There are several different type of file formats that allow you to listen to music in high quality audio. FLAC and ALAC are two such file formats.

They both sound rather similar to the laymen and you’d be forgiven for thinking that they cover the same ground. Well, actually, they do.

But there are differences between them that ultimately may make one or the other more suitable for your purposes. Here is explanation of what they are, and a few differences between FLAC and ALAC.

What is FLAC?

FLAC is acronym and it stands for Free Lossless Audio Coding. Since its developed in early 2000s, it’s become one of the most common and popular digital audio lossless formats; and it is open format, it can be used by anyone and is compatibke with a huge range of devices.

FLAC logo

The aim with FLAC is to compress files without losing any quality of the original file.

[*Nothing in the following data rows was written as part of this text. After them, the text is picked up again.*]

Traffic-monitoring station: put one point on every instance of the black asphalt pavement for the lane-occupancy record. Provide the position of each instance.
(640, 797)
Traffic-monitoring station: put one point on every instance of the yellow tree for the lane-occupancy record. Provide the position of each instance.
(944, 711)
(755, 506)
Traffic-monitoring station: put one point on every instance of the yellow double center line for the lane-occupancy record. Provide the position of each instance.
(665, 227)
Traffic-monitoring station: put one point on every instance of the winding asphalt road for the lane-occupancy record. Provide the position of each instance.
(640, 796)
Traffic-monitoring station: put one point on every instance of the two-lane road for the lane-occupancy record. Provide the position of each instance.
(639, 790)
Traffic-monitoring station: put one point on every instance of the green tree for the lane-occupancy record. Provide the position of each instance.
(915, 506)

Ripping files in FLAC can lead to smaller file sizes (depending on what type of compression you choose to use), as FLAC gets rid of bits of data that aren’t needed but when the file is unzipped, restores those bits of data.

What is ALAC?

ALAC stands for Apple Lossless Audio Codec and was developed by Apple in the eary 2000s.

Apple lossless-audio-alac
credit: Apple

It supports up to 8 channels of audio at 16-, 20-, 24- and 32-bit depth with a maximum sample rate of 384 kHz. In the similar vein as ALAC it’s open sourced and royalty free and therefore can be used by anyone.

ALAC was created for iOS devices

FLAC and ALAC cover the same ground but differ in a couple of ways. The biggest is that ALAC was created for Apple devices such as iTunes (or Apple Music) and devices compatible with the iOS platform.

iPhone 15 Pro Max back angled
Image Credit (Trusted Reviews)

That doesn’t mean that you can’t listen to ALAC on a Windows PC, for example. But you’d to make sure you have a program that’s compatible with it, or if that’s not possible, consider converting the ALAC files into FLAC.

You could play FLAC files on an iOS devices, but this is currently only possible through Apple’s Files app.

FLAC offers wider compatibility

As ALAC’s focus is on iOS devices, FLAC has a wider scope with its compatibility with a wider range of non-Apple devices. That opens it up to Android devices, Windows platform, and hi-fi kit such as music streamers, DACs or portable music players.

If you’re not in the iOS ecosystem and want to listen to music in lossless audio quality, FLAC offers the most flexibility.